排泄面では「おむつから尿が漏れる」「皮膚が痒(かゆ)い」…利用者や家族の悩みに直面した。食事や運動、薬など医療や介護など広範囲にわたるが、それぞれの専門職の知識やスキルではカバーできない。

専門領域を横断して「暮らし全体から対応できる人が育つ必要がある」と浜田さんは考えた。むつき庵開設から間もない04年に「おむつフィッター」の研修を始めた。

現在、北海道から九州まで全国から看護師や介護福祉士、作業療法士などが研修に参加する。医療や住環境、適切な福祉用具などの知識を求める3級を修了した人は約9400人にのぼる。おむつフィッターが在籍して排泄用具を展示する「ミニむつき庵」は、全国23カ所に設けられるようになった。「もっともっとミニむつき庵が広がっていってほしい」と浜田さんは願う。

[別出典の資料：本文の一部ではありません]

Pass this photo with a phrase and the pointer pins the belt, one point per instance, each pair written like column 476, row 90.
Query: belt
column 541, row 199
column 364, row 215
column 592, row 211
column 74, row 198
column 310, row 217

コロナ禍による身体接触やコミュニケーションの難しさ、慢性的なスタッフ不足など現場にはさまざまな課題が横たわる。困難を乗り越える工夫や模索が示された実践報告会の発表に通底していたのは、「尊厳」「生きる意欲の向上」という考え方だ。おむつフィッターのアドバイスや知見は、実践に生かされていることが報告から伝わる。

「老いても病を得ても豊かに生きる」。むつき庵が西陣で蒔(ま)いた理念の種は、全国に広がり育っている。


排泄用具の情報館 むつき庵 
おむつメーカーとの株式会社組織による「はいせつ総合研究所」が運営している。京都市上京区下立売通黒門西入ル。おむつフィッターは3級〜1級の資格がある。075(803)1122。浜田きよ子所長は「京都新聞福祉賞」「読売新聞認知症ケア賞・奨励賞」「京都府あけぼの賞」を受賞している。